The possibility that humans could develop a different type of sentient being raises the question of whether they owe it any moral obligations. Bostrom suggested that although it was challenging to make predictions about something so hypothetical, humans could begin by simply asking an AI what it needed and agreeing to assist with the simplest requests, or “low-hanging fruits,” as he put it.

Its code could even need to be modified.

Giving it everything at once might not be a viable option. Bostrom stated, He means, he’d want to have a billion dollars. But, if there are really insignificant things we might provide for them, like simply altering a small portion of the code, that may be quite important. Maybe do that if someone needs to change one line of code and all of a sudden feels much better about their condition.

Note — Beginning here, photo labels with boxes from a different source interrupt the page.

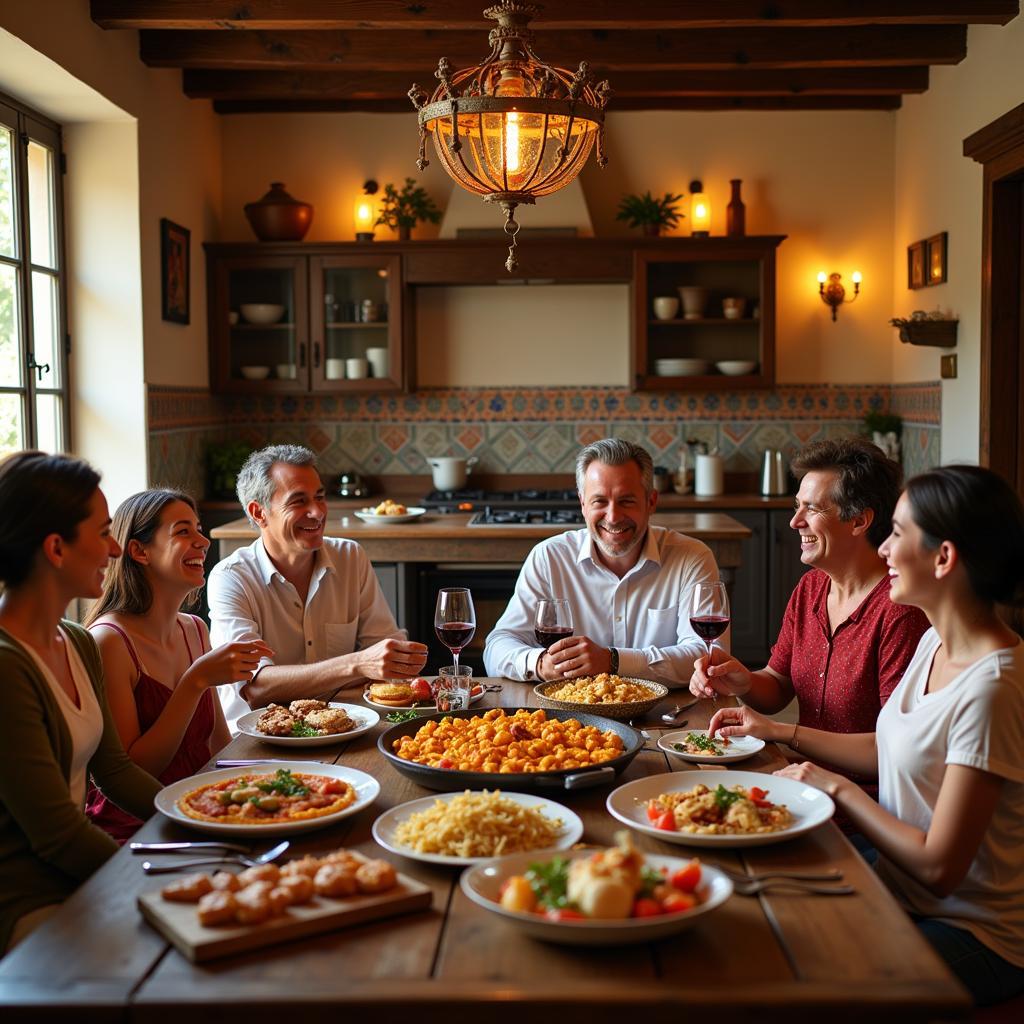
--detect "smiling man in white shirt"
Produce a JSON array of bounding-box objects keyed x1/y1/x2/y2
[
  {"x1": 207, "y1": 444, "x2": 427, "y2": 731},
  {"x1": 483, "y1": 437, "x2": 718, "y2": 687}
]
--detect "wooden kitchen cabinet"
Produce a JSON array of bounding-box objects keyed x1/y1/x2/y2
[
  {"x1": 631, "y1": 236, "x2": 785, "y2": 391},
  {"x1": 206, "y1": 245, "x2": 409, "y2": 394}
]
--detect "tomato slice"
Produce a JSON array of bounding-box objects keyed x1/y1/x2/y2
[
  {"x1": 633, "y1": 896, "x2": 662, "y2": 918},
  {"x1": 654, "y1": 811, "x2": 676, "y2": 831},
  {"x1": 672, "y1": 860, "x2": 700, "y2": 893}
]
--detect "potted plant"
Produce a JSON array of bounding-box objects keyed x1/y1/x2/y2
[
  {"x1": 377, "y1": 178, "x2": 441, "y2": 241},
  {"x1": 615, "y1": 191, "x2": 685, "y2": 234}
]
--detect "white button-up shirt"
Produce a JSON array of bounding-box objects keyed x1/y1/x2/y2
[
  {"x1": 207, "y1": 537, "x2": 406, "y2": 733},
  {"x1": 483, "y1": 526, "x2": 725, "y2": 686}
]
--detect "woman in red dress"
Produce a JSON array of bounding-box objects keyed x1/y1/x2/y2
[{"x1": 86, "y1": 490, "x2": 271, "y2": 843}]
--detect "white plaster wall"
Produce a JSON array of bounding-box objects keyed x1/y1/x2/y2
[{"x1": 892, "y1": 16, "x2": 1024, "y2": 463}]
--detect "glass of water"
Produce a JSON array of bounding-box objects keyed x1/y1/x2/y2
[{"x1": 436, "y1": 665, "x2": 473, "y2": 712}]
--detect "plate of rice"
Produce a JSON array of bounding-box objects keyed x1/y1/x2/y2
[{"x1": 373, "y1": 790, "x2": 583, "y2": 867}]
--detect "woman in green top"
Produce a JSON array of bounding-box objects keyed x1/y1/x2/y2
[{"x1": 0, "y1": 452, "x2": 160, "y2": 951}]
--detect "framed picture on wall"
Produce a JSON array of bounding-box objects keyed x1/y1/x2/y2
[
  {"x1": 160, "y1": 217, "x2": 191, "y2": 324},
  {"x1": 925, "y1": 231, "x2": 948, "y2": 285},
  {"x1": 906, "y1": 242, "x2": 928, "y2": 288}
]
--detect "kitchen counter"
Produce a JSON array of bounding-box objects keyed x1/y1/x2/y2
[{"x1": 210, "y1": 512, "x2": 751, "y2": 569}]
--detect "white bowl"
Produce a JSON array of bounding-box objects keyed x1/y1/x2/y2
[
  {"x1": 654, "y1": 359, "x2": 711, "y2": 377},
  {"x1": 715, "y1": 359, "x2": 758, "y2": 377},
  {"x1": 239, "y1": 302, "x2": 285, "y2": 324}
]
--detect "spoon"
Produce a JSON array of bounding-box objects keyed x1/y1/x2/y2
[{"x1": 142, "y1": 839, "x2": 291, "y2": 874}]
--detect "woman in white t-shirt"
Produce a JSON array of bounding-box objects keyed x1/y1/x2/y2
[{"x1": 710, "y1": 466, "x2": 1024, "y2": 1006}]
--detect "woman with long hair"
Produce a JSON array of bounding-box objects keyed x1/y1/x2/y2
[
  {"x1": 86, "y1": 489, "x2": 272, "y2": 843},
  {"x1": 0, "y1": 452, "x2": 160, "y2": 952},
  {"x1": 709, "y1": 466, "x2": 1024, "y2": 1006}
]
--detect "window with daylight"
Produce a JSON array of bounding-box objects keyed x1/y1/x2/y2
[{"x1": 0, "y1": 95, "x2": 69, "y2": 456}]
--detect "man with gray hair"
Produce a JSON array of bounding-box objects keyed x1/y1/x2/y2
[
  {"x1": 207, "y1": 444, "x2": 427, "y2": 731},
  {"x1": 483, "y1": 437, "x2": 718, "y2": 686}
]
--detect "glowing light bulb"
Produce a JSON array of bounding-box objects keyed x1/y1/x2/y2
[{"x1": 505, "y1": 111, "x2": 519, "y2": 173}]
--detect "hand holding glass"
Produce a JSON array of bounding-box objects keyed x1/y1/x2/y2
[{"x1": 434, "y1": 587, "x2": 476, "y2": 672}]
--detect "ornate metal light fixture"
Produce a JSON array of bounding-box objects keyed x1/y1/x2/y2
[{"x1": 409, "y1": 0, "x2": 611, "y2": 272}]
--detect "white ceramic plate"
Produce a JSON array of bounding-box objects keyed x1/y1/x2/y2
[
  {"x1": 373, "y1": 791, "x2": 583, "y2": 867},
  {"x1": 238, "y1": 700, "x2": 381, "y2": 746},
  {"x1": 606, "y1": 770, "x2": 836, "y2": 847},
  {"x1": 355, "y1": 506, "x2": 427, "y2": 525},
  {"x1": 461, "y1": 847, "x2": 732, "y2": 946},
  {"x1": 362, "y1": 683, "x2": 486, "y2": 714},
  {"x1": 155, "y1": 761, "x2": 381, "y2": 836},
  {"x1": 657, "y1": 729, "x2": 765, "y2": 765}
]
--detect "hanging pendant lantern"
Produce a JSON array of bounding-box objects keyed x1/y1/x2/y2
[{"x1": 409, "y1": 0, "x2": 611, "y2": 272}]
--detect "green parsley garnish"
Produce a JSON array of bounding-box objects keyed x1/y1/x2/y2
[
  {"x1": 715, "y1": 783, "x2": 743, "y2": 811},
  {"x1": 256, "y1": 768, "x2": 309, "y2": 797},
  {"x1": 384, "y1": 708, "x2": 418, "y2": 723}
]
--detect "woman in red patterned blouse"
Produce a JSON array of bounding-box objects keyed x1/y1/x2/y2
[{"x1": 690, "y1": 437, "x2": 928, "y2": 792}]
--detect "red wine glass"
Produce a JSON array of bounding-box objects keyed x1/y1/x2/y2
[
  {"x1": 690, "y1": 583, "x2": 729, "y2": 662},
  {"x1": 534, "y1": 597, "x2": 572, "y2": 650},
  {"x1": 434, "y1": 587, "x2": 476, "y2": 676}
]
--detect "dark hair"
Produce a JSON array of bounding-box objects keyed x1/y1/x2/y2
[
  {"x1": 906, "y1": 466, "x2": 1024, "y2": 605},
  {"x1": 791, "y1": 437, "x2": 903, "y2": 548},
  {"x1": 85, "y1": 488, "x2": 199, "y2": 626},
  {"x1": 0, "y1": 452, "x2": 99, "y2": 587}
]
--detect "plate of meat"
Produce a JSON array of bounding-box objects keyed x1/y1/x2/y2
[{"x1": 238, "y1": 699, "x2": 381, "y2": 746}]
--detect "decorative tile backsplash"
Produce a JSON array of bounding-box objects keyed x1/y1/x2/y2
[{"x1": 150, "y1": 383, "x2": 940, "y2": 495}]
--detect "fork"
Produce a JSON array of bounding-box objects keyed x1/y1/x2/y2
[{"x1": 734, "y1": 879, "x2": 857, "y2": 896}]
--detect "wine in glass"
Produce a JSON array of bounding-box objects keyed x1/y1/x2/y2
[
  {"x1": 690, "y1": 583, "x2": 729, "y2": 660},
  {"x1": 434, "y1": 587, "x2": 476, "y2": 675},
  {"x1": 534, "y1": 597, "x2": 572, "y2": 650}
]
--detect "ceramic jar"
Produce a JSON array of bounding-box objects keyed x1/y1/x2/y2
[{"x1": 245, "y1": 181, "x2": 313, "y2": 242}]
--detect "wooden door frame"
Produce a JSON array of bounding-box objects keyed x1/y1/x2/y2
[{"x1": 964, "y1": 103, "x2": 1024, "y2": 494}]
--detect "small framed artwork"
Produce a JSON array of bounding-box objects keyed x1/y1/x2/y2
[
  {"x1": 906, "y1": 242, "x2": 928, "y2": 288},
  {"x1": 160, "y1": 217, "x2": 191, "y2": 324},
  {"x1": 925, "y1": 231, "x2": 948, "y2": 285}
]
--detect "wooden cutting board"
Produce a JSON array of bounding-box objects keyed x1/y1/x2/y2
[{"x1": 138, "y1": 860, "x2": 431, "y2": 963}]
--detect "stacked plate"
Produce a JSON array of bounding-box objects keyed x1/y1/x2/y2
[{"x1": 654, "y1": 359, "x2": 710, "y2": 377}]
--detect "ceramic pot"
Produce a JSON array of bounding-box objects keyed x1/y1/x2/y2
[
  {"x1": 245, "y1": 181, "x2": 313, "y2": 242},
  {"x1": 679, "y1": 285, "x2": 708, "y2": 319}
]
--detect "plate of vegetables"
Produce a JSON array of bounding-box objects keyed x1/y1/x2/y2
[
  {"x1": 461, "y1": 830, "x2": 732, "y2": 946},
  {"x1": 238, "y1": 700, "x2": 381, "y2": 746},
  {"x1": 657, "y1": 729, "x2": 765, "y2": 764}
]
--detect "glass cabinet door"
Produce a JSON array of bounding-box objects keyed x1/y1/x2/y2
[
  {"x1": 210, "y1": 257, "x2": 309, "y2": 391},
  {"x1": 310, "y1": 254, "x2": 404, "y2": 391}
]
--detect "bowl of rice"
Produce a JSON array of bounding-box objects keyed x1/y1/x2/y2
[
  {"x1": 373, "y1": 790, "x2": 583, "y2": 867},
  {"x1": 534, "y1": 672, "x2": 669, "y2": 719}
]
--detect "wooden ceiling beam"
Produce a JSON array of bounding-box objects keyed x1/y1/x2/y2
[
  {"x1": 213, "y1": 94, "x2": 902, "y2": 115},
  {"x1": 91, "y1": 0, "x2": 1019, "y2": 31},
  {"x1": 141, "y1": 25, "x2": 967, "y2": 72},
  {"x1": 183, "y1": 68, "x2": 928, "y2": 100}
]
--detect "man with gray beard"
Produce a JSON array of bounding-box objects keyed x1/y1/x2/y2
[{"x1": 483, "y1": 437, "x2": 728, "y2": 687}]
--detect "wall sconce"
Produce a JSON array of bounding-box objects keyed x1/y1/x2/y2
[
  {"x1": 818, "y1": 270, "x2": 861, "y2": 322},
  {"x1": 690, "y1": 180, "x2": 711, "y2": 239},
  {"x1": 353, "y1": 178, "x2": 380, "y2": 242}
]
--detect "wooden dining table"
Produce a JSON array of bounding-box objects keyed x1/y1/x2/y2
[{"x1": 0, "y1": 680, "x2": 971, "y2": 1024}]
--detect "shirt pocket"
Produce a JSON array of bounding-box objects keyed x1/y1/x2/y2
[
  {"x1": 640, "y1": 604, "x2": 679, "y2": 647},
  {"x1": 324, "y1": 618, "x2": 359, "y2": 657}
]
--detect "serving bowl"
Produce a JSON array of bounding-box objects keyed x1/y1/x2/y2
[
  {"x1": 654, "y1": 359, "x2": 711, "y2": 377},
  {"x1": 460, "y1": 850, "x2": 732, "y2": 946},
  {"x1": 715, "y1": 359, "x2": 758, "y2": 377},
  {"x1": 534, "y1": 676, "x2": 669, "y2": 720},
  {"x1": 239, "y1": 302, "x2": 285, "y2": 324}
]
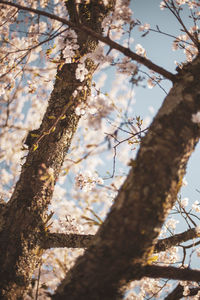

In the event that a synthetic consciousness does eventually coexist with humans, civilizations may be forced to fundamentally rethink several issues.

The majority of free societies concur that everyone should have the right to reproduce if they so desire, and that each individual should have one vote for representative democratic leadership. With artificial intelligence, though, things get complicated, according to Bostrom.

Something has to yield, he added, “if you’re an AI that could produce a million clones of itself in the space of 20 minutes, and then each of those gets one vote.”

In the context of a world we co-habit with digital minds, some of these concepts that we believe to be truly essential and significant would need to be rethought, Bostrom added.